There is no fix on this for SUP8E's and it only appears to be in 3.6.E which is not acceptable. Our client wants to return the SUP8's and put SUP7's in which has a fix. This is also not good, so we are looking at Cisco to solve this issue ASAP.
Anyone from Cisco is welcome to contact me on this subject.
Robert Thompson, CCIE #10302
Please open a Tac case on this if possible. Once open, feel free to message me the SR number and I can assist.
We recently met the same issue, and solved by the following EEM script:
event manager applet toggleIpv6Snooping authorization bypass
event syslog occurs 1 pattern "Terminal state reached"
action 100 cli command "enable"
action 200 cli command "configure terminal"
action 300 cli command "vlan configuration 1"
action 400 cli command "ipv6 snooping"
action 500 cli command "no ipv6 snooping"

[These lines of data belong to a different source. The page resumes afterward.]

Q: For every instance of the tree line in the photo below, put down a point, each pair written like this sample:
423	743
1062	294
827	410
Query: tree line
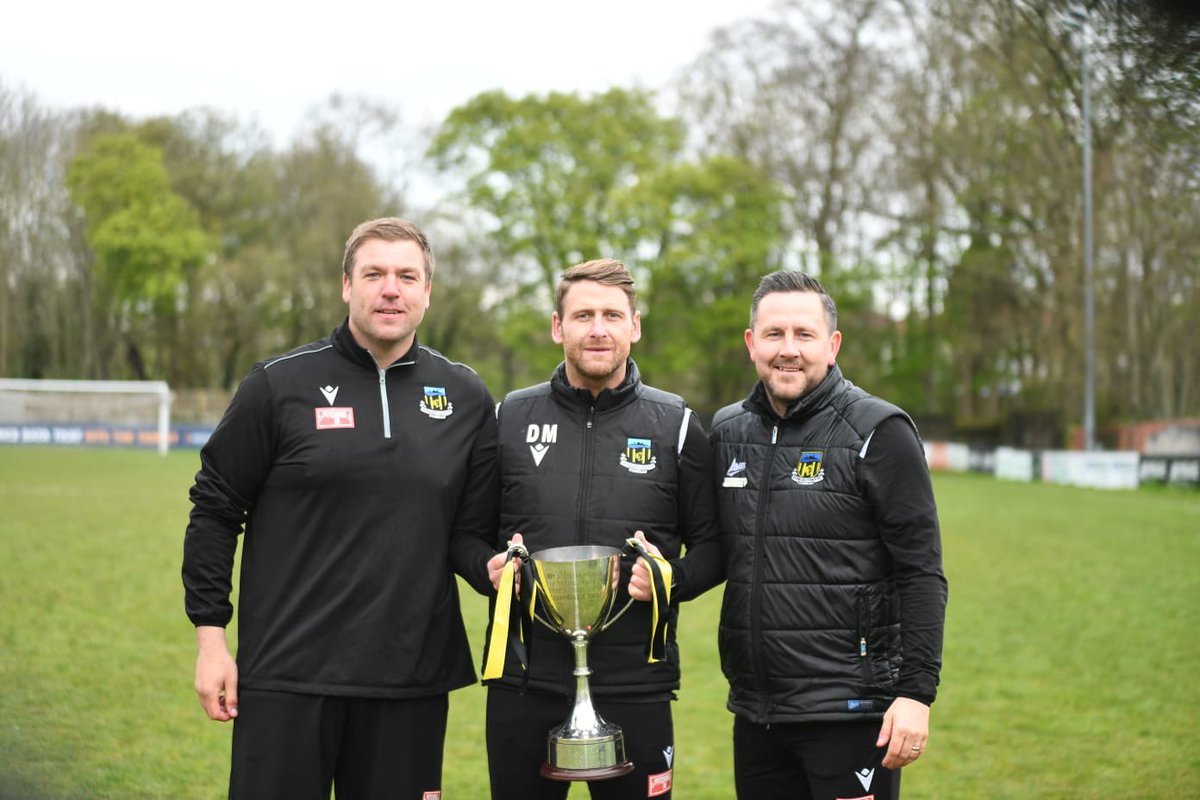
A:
923	158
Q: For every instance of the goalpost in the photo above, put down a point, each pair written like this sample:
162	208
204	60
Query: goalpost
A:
54	403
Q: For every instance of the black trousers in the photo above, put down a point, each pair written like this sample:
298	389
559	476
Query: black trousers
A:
297	746
811	761
517	728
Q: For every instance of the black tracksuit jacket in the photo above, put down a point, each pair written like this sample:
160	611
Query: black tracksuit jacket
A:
579	469
360	489
835	599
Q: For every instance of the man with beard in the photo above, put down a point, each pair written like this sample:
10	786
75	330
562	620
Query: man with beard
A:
363	467
831	631
593	457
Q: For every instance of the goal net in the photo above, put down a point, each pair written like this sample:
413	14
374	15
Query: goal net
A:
130	413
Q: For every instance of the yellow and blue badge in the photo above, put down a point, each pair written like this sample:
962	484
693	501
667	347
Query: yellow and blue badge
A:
436	404
810	469
639	456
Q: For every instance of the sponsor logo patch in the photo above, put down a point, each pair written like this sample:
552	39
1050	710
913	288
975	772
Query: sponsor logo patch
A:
436	404
329	419
658	785
810	469
639	456
733	475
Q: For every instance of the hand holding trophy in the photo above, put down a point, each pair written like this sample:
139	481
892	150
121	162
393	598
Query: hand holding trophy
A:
574	590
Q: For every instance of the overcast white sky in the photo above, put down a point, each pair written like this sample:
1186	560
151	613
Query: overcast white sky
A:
271	61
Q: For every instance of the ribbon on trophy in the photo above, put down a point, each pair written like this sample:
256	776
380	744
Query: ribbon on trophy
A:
660	597
511	602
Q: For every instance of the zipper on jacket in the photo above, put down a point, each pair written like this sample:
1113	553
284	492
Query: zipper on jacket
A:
756	597
864	627
383	403
581	513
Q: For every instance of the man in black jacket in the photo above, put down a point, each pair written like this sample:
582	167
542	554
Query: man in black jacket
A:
363	468
593	457
832	623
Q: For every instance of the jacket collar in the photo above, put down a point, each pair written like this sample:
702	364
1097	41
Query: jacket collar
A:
804	407
345	343
606	400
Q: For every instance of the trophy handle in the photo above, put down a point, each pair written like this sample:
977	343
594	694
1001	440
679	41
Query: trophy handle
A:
613	619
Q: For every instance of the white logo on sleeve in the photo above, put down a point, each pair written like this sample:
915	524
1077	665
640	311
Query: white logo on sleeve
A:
540	438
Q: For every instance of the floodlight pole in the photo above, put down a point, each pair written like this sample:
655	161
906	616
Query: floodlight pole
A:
1080	13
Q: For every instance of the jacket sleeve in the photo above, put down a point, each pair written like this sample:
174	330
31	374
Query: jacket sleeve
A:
234	464
473	540
702	565
900	492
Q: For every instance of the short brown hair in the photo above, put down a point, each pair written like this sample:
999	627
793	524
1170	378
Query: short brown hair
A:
387	229
607	271
793	281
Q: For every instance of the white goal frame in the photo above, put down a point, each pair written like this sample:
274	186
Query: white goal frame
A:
156	388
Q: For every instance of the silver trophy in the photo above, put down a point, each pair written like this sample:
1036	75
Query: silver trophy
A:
576	589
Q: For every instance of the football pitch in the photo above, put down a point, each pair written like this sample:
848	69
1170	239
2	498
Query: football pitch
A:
1073	642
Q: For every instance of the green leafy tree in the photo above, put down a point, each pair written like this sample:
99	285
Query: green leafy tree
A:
144	238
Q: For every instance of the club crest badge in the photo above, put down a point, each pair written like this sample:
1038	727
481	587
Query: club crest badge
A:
810	469
639	456
436	404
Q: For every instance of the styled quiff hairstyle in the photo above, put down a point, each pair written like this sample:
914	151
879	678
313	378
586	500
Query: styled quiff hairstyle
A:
793	281
607	271
387	229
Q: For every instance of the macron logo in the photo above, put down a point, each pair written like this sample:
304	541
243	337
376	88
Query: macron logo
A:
540	438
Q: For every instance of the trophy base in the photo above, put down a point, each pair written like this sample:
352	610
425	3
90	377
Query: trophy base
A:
593	774
592	756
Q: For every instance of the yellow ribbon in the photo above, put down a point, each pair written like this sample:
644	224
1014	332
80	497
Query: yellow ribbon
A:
665	569
498	644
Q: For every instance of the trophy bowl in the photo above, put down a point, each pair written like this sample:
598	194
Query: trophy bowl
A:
575	587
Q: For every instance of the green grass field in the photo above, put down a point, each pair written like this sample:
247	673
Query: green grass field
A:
1071	654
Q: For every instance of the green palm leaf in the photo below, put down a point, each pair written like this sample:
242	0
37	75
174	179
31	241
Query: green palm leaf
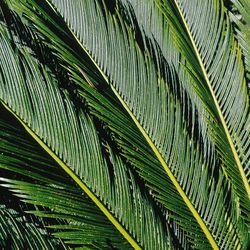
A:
215	59
239	13
156	109
69	137
17	232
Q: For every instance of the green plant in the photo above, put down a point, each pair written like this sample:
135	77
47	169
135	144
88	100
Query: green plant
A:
126	123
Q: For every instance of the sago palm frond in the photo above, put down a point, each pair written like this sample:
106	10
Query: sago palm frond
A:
48	186
16	232
129	84
70	138
215	60
151	112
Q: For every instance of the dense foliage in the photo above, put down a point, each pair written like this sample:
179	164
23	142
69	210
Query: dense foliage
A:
124	124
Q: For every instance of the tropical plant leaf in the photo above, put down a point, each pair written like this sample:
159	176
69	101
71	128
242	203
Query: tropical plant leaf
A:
68	136
16	232
215	60
239	13
157	108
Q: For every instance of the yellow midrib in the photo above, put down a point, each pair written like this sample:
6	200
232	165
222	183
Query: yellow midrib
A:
159	157
223	122
156	151
79	182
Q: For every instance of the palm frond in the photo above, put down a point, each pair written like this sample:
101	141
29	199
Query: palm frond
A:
239	14
16	232
215	60
153	111
68	136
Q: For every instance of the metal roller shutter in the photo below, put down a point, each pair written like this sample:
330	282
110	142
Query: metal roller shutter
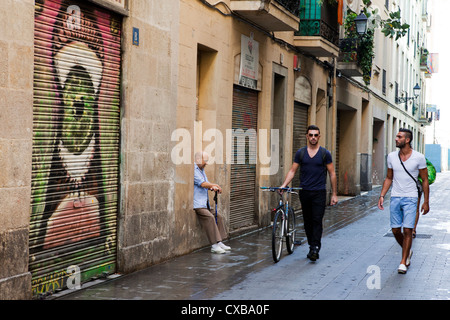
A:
243	175
76	130
300	123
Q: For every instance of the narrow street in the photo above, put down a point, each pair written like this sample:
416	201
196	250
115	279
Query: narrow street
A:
358	261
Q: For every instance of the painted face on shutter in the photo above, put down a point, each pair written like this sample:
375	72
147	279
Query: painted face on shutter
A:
79	104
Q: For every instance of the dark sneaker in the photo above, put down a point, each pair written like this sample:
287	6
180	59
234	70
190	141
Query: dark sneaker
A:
313	254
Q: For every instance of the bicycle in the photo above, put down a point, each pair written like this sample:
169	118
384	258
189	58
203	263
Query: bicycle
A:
283	224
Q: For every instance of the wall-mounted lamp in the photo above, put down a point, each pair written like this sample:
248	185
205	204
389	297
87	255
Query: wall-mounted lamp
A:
416	90
361	23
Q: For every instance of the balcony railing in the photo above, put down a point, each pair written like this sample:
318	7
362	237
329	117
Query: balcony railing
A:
318	28
293	6
318	18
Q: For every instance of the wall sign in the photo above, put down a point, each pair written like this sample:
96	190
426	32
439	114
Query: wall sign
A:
136	36
248	74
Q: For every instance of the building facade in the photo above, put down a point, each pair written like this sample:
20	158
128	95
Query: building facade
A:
105	103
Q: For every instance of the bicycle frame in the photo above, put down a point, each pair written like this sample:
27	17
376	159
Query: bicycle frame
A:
283	224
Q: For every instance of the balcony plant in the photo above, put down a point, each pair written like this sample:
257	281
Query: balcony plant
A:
363	47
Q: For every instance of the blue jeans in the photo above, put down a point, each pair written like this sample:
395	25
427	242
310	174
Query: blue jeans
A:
403	212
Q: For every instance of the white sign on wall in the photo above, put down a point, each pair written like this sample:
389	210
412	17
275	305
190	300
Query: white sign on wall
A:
248	74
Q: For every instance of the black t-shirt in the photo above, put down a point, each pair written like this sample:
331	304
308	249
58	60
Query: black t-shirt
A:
313	171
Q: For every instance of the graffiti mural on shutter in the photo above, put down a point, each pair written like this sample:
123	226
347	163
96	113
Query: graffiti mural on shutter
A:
243	171
76	113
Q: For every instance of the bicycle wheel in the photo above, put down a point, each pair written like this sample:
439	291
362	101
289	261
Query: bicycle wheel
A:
277	235
290	233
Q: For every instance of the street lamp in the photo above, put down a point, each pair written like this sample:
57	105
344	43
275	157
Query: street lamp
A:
361	23
416	91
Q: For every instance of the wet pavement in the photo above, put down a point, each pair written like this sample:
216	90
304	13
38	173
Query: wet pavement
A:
358	261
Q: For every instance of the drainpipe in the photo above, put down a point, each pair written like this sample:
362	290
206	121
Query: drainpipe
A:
334	113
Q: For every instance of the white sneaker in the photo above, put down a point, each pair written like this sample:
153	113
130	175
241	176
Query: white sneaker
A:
408	260
217	249
402	269
224	247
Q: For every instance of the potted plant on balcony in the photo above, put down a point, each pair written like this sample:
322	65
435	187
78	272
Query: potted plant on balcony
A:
361	47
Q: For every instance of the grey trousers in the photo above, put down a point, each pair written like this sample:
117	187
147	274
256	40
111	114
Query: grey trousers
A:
214	232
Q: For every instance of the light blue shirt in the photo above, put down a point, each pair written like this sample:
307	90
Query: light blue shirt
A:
200	194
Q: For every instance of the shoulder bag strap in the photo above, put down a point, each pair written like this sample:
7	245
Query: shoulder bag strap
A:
405	168
419	187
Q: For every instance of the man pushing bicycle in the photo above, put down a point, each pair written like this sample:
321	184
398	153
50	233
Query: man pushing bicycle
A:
314	162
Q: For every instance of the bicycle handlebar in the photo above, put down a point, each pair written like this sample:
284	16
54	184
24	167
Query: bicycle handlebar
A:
273	189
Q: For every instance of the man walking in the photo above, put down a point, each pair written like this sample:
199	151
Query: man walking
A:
404	167
314	162
215	230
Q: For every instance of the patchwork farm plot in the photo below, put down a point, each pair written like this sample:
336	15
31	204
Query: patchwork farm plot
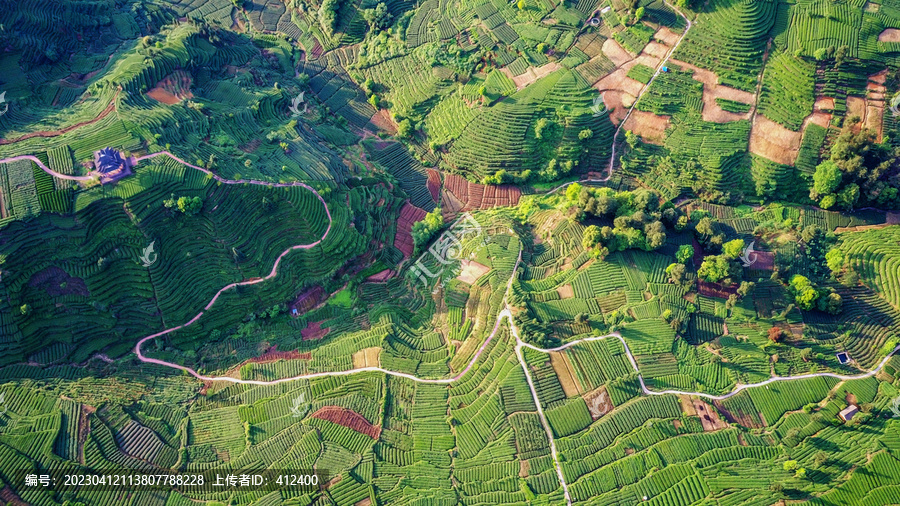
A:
454	253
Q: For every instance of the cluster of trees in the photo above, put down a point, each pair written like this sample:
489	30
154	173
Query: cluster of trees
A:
637	219
423	231
378	18
808	296
723	267
534	332
328	15
859	172
185	205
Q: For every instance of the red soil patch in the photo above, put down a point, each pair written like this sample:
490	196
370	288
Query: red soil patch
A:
479	196
434	184
765	261
775	142
382	121
8	497
348	418
824	104
273	355
532	74
57	282
251	146
173	88
313	331
307	300
53	133
889	35
715	289
650	127
409	214
381	276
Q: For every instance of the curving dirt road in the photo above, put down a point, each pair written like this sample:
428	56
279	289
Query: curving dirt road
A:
662	63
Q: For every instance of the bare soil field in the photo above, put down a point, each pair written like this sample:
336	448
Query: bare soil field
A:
409	214
471	271
667	36
824	104
173	88
563	369
650	127
532	74
479	196
616	53
889	35
598	402
434	184
709	417
566	292
348	418
367	357
773	141
313	331
713	90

action 600 cli command "end"
action 700 syslog msg "******** TAC_EEM Complete: Vlan1 Workaround Applied ********"
Although this is a good workaround, you don't really want this in a production network and that is why we pushed Cisco for the answer.
The problem is actually to do with how Cisco are actually monitoring your arp traffic and dhcp traffic and a bunch of other data. Its an undocumented feature, but the fix is to actually turn off the macros that are turned on by default. It was introduced in IOS XE 3.3.0 (15.1), which is the version we were running.
no macro auto monitor
That command sorts the problem out by not directing packets to the cpu queue for processing (inspection) and subsequent queues filling up.
Hope people find that information useful. The original bug will be updated today with reasons and the workaround.
Robert Thompson, CCIE #10302
Definitely test this on a single site before deploying to your enterprise. We are running into these same ARP issues on our sup8e which are installed in our 4500 chasis.
After entering this command I noticed lots of network links going down. As you can imagine, it was quite a fire drill to hurry to bring things back as quick as possible.
One thing I noticed is that and trunk link connected by a single link seemed to have went down after this command.
However our trunks that were connected via a Port Channel stayed up and online.
These devices were still seen as a cdp neighbor to the 4500 with IP information available via cdp neighbor detail though they were not reachable until I entered the command MACRO AUTO MONITOR back into the switch and then cleared the arp.
I have a client that has had some problems with is 4500X with an ios that has this same bug, but in is case he did not have any device with ipv6 configured. Are you using IPv6?
No we were not running IPv6.
Can you check that all your traffic or at least traffic with issues is not in VLAN 1? If it is, move the traffic to a new VLAN.